TARIAN SINTREN adalah salah satu kesenian tradisional yang ada di Cirebon, Jawa Barat.
Sebagian orang meyakini jika tarian sintren ini merupakan suatu bentuk kesenian yang mengandung unsur mistis.
Dalam pementasannya, tarian sintren adalah sebuah seni tari yang dibawakan oleh seorang wanita dan didampingi satu orang dalang.
Sama seperti seni tari pada umumnya, tarian sintren juga turut diiringi oleh alunan musik.
Selain itu, dalam kesenian tari sintren, juga terdapat beberapa orang wanita yang bertugas sebagai penari pengiring.
Kepala Unit Cagar Budaya Keraton Kacirebonan, Elang Iyan Ariffudin mengatakan, tarian sintren merupakan salah satu bentuk kesenian rakyat yang terdapat di beberapa daerah pesisir pantai, salah satunya di Cirebon.
”Kesenian tarian sintren ini awalnya dimainkan oleh sekelompok anak-anak muda saat mereka sedang menunggu ayahnya pulang melaut,” kata Elang Iyan.
Dalam proses pementasan kesenian ini, seorang wanita yang menjadi penari sintren akan lebih dulu diikat dengan tali dan dimasukkan ke dalam sebuah kurungan yang tutup oleh kain.
Beberapa saat kemudian, sang penari sintren pun akan keluar dengan kondisi tubuh yang sudah terlepas dari ikatan.
Selain itu, saat keluar dari kurungan, penampilan sang penari pun telah berubah. Ia keluar dengan mengenakan pakaian khusus dan berkacamata hitam.
Seirama dengan alunan musik yang mengiringinya, seorang penari sintren akan terus melenggak-lenggok melakukan gerakan tarian.
Namun ketika ada penonton yang melemparkan uang dan tepat mengenai tubuh si penari, maka penari sintren akan terjatuh.
Saat itu, seorang dalang yang mendampingi, kemudian akan kembali mendirikan tubuh si penari sintren. Begitu pun seterusnya.

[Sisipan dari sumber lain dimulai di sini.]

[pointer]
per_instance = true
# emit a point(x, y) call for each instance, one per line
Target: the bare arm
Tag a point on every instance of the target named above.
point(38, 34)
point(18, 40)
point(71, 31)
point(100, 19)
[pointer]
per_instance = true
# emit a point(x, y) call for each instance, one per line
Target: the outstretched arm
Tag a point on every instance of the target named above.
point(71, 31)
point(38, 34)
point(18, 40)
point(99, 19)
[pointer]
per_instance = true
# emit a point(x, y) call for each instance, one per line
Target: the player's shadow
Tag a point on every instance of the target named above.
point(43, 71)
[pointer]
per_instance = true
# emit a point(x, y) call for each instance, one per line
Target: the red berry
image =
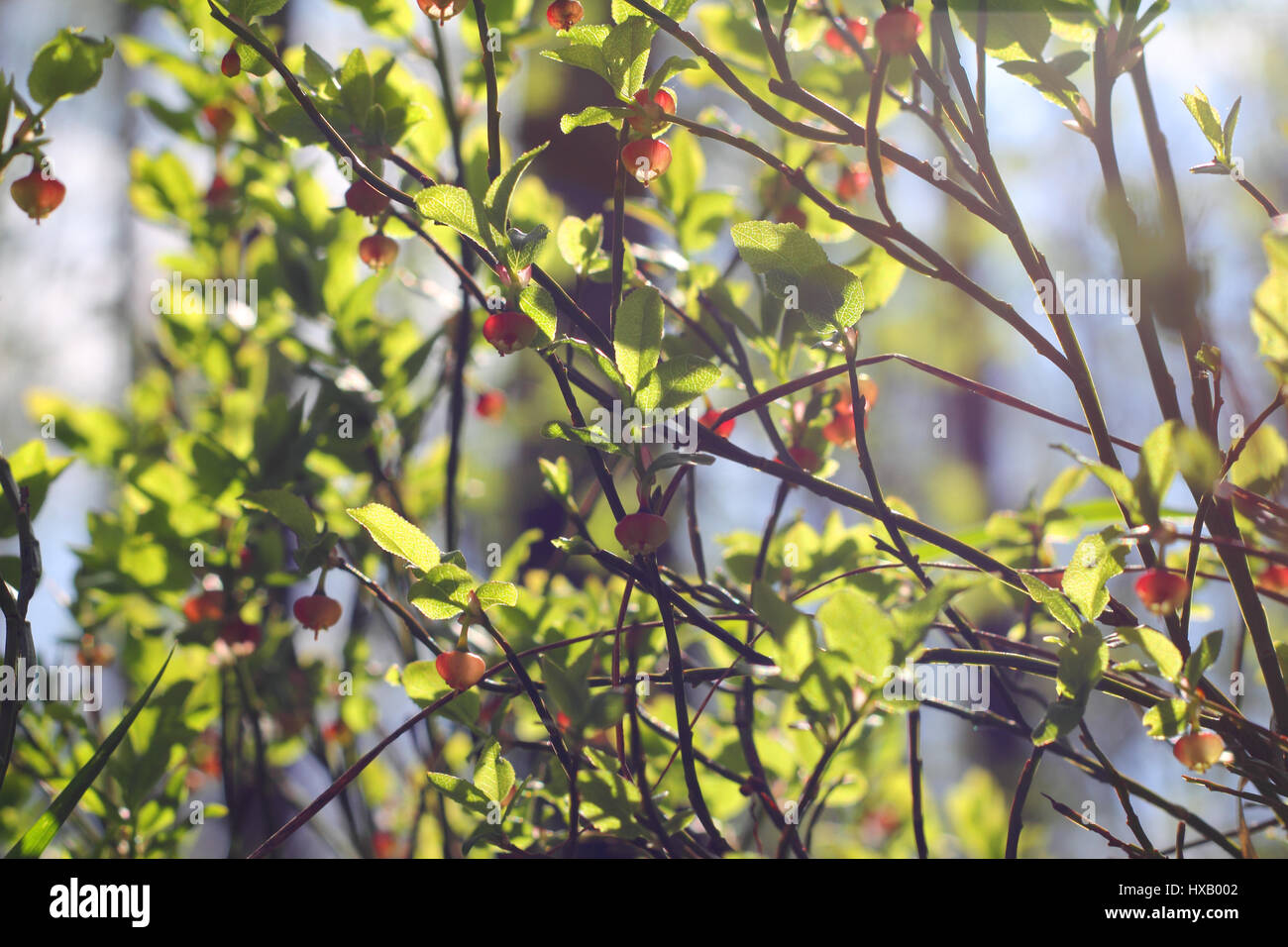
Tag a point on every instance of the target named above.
point(317, 612)
point(898, 30)
point(38, 196)
point(838, 431)
point(651, 116)
point(442, 11)
point(1198, 750)
point(377, 250)
point(563, 14)
point(509, 331)
point(858, 29)
point(1275, 578)
point(231, 63)
point(489, 405)
point(647, 158)
point(365, 200)
point(460, 671)
point(642, 532)
point(209, 605)
point(1160, 590)
point(219, 119)
point(854, 180)
point(711, 416)
point(220, 192)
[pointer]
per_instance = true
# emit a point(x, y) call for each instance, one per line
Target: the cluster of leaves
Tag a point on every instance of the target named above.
point(256, 451)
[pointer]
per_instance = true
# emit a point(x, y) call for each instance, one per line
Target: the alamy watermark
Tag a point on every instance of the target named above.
point(72, 684)
point(965, 684)
point(237, 299)
point(632, 425)
point(1076, 296)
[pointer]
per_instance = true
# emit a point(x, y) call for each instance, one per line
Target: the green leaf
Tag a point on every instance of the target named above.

Menurut Elang Iyan, nama Sintren sendiri berasal dari dua kata yakni Si dan Tren. Si yang berarti Dia, dan Tren yang berarti Putri. Sehingga jika diartikan, nama Sintren memiliki makna Si Putri.
Dahulunya, kata dia, kesenian tari sintren hanya dipentaskan di waktu-waktu tertentu, tepatnya pada saat malam bulan purnama.
Sebab, saat itu belum ada teknologi penerangan atau pencahayaan seperti sekarang.
Namun, kini pementasan tari sintren tidak lagi hanya dilakukan pada malam bulan purnama, melainkan dapat juga dipentaskan pada siang hari dan bertujuan untuk menghibur wisatawan serta memeriahkan acara hajatan.
tari sintren disinyalir sudah ada sebelum ajaran Islam masuk ke tanah Jawa.
Hal ini, kata dia, ditandai dengan adanya syair-syair dalam tarian sintren yang menyebut dewa-dewa.
Setelah ajaran Islam masuk ke tanah Jawa, khususnya di era Walisongo, tarian Sintren juga dijadikan sebagai media dakwah oleh para wali.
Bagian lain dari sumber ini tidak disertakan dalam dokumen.